Ainsi, dans le dossier de la crise de l’asile. L’équipe Juncker est tombée sur un os quand elle a cherché à “forcer” la solidarité européenne. Le peu d’entrain, voire l’opposition farouche de certains Etats membres à accueillir des réfugiés l’ont obligée à battre en retraite.




2. Une structure qui pose question


Philippe Lamberts, coprésident des Verts au Parlement européen, épingle ce qu’il estime être les effets pervers de la nouvelle structure de la Commission, chapeautée par sept vice-présidents. “Ça cadenasse tout, parce que le texte d’un commissaire doit passer par le double filtre d’un vice-président et du président. C’est le but ”, affirme-t-il, rappelant que le volume législatif s’est tari, condamnant le Parlement européen à un semi-chômage technique. “Ça rend le processus lourd et bureaucratique et multiplie les possibilités de veto sur un texte”, acquiesce Olivier Costa. Qui trouve cependant deux vertus au système : “Forcer les commissaires à travailler ensemble améliore la collégialité – le point faible des Commissions précédentes – et accroît l’autorité du président.”

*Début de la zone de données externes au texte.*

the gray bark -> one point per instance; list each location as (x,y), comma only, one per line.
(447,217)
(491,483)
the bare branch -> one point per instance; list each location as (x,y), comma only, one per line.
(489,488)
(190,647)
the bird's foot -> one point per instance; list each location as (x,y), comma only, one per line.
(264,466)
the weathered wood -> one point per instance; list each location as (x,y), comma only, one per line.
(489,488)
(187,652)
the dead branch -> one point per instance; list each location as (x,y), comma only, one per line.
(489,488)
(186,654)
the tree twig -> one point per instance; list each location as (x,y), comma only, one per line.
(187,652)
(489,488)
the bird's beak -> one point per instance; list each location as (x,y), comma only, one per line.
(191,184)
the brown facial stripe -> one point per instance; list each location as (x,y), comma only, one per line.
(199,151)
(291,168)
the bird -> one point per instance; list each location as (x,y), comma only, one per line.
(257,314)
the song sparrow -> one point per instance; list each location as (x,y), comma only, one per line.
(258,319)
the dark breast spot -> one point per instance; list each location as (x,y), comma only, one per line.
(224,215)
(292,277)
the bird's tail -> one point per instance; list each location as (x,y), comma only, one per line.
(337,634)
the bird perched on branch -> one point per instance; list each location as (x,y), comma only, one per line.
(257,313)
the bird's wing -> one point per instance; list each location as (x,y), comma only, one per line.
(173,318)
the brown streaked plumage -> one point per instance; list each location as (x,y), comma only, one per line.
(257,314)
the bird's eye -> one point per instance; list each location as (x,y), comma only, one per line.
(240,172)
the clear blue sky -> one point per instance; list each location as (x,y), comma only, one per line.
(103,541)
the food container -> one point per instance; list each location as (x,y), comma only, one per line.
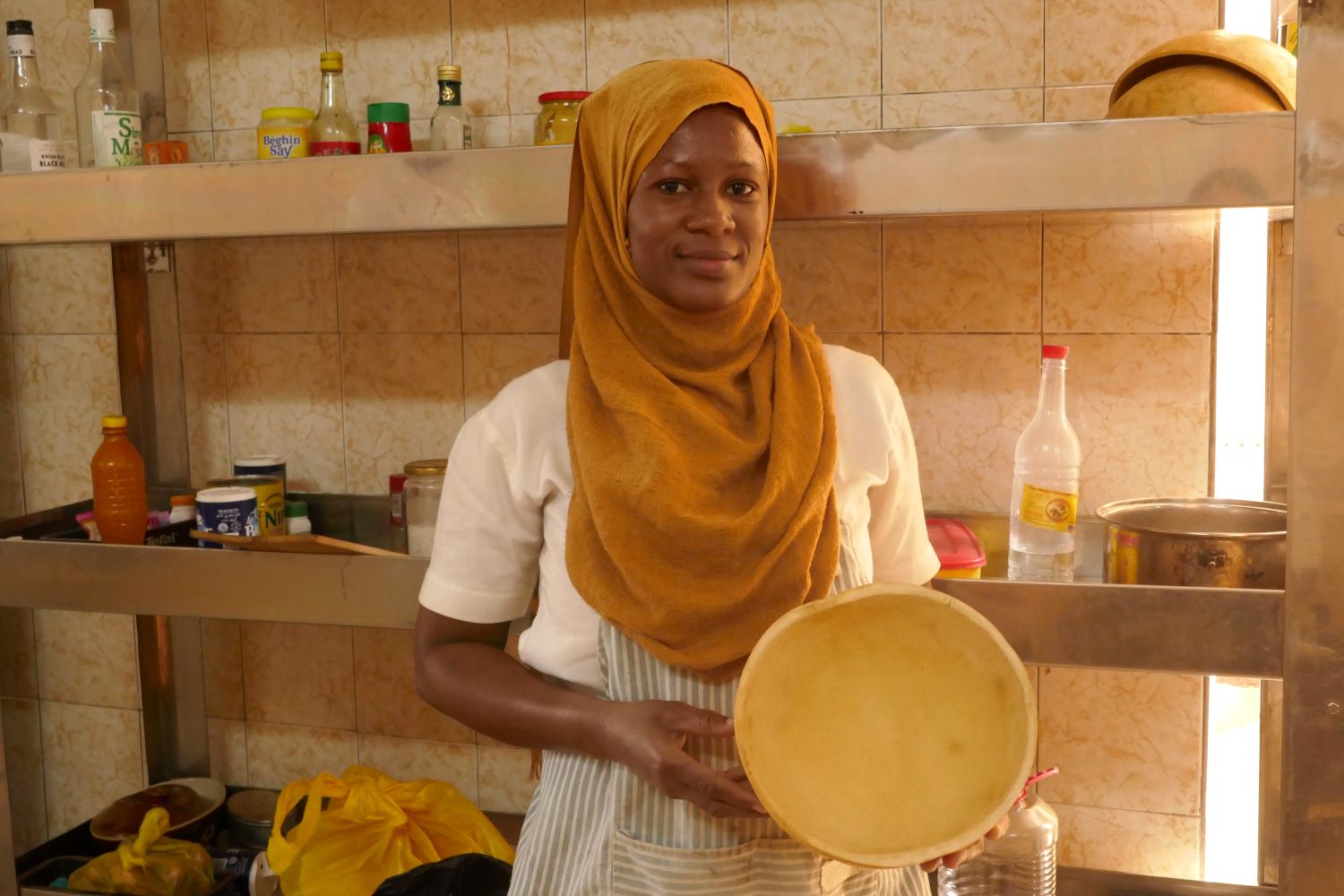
(558,118)
(1212,543)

3. Une Commission trop politique ?


Soutenue, envers et contre tout, par la “grande coalition” conservatrice/sociale-démocrate au Parlement européen, la Commission “politique” s’est vue reprocher de négliger son rôle de gardienne des traités. Elle a suscité l’agacement de certaines capitales en “épargnant” la France, mauvais élève budgétaire multirécidiviste, alors qu’elle s’est montrée sévère envers l’Espagne ou le Portugal. Philippe Lamberts juge, lui, que l’agenda de la Commission “politique” est surtout calqué sur celui des multinationales. “C’est flagrant : sur les recommandations macroéconomiques aux Etats membres, les lanceurs d’alerte, le traité transatlantique, le traité UE-Canada, le glyphosate…, peste le Belge.



4. Une autorité contestée


Le gouvernement polonais a hurlé à “la violation de souveraineté” quand la Commission l’a pressé de s’expliquer sur la réforme du tribunal constitutionnel. L’Italien Renzi a fustigé “la bureaucratie” européenne. Les pays qui voulaient fermer leurs frontières avec un autre Etat membre de l’espace Schengen n'ont pas attendu son avis. Le ministre belge des Finances Van Overveldt a dit envisager de ne pas récupérer auprès des multinationales les 700 millions d’euros d’avantages fiscaux que la Commission considère comme des aides d’Etat.

L’exécutif européen a-t-il perdu l’autorité qu’il exerce dans ses compétences ? “C’est moins dû à la Commission elle-même qu’à la situation politique actuelle, où les gouvernements sont sous pression des populistes”, estime Nathalie Brack. “Taper sur la Commission, ça relève parfois de l’agenda de politique intérieure”, glisse Olivier Costa.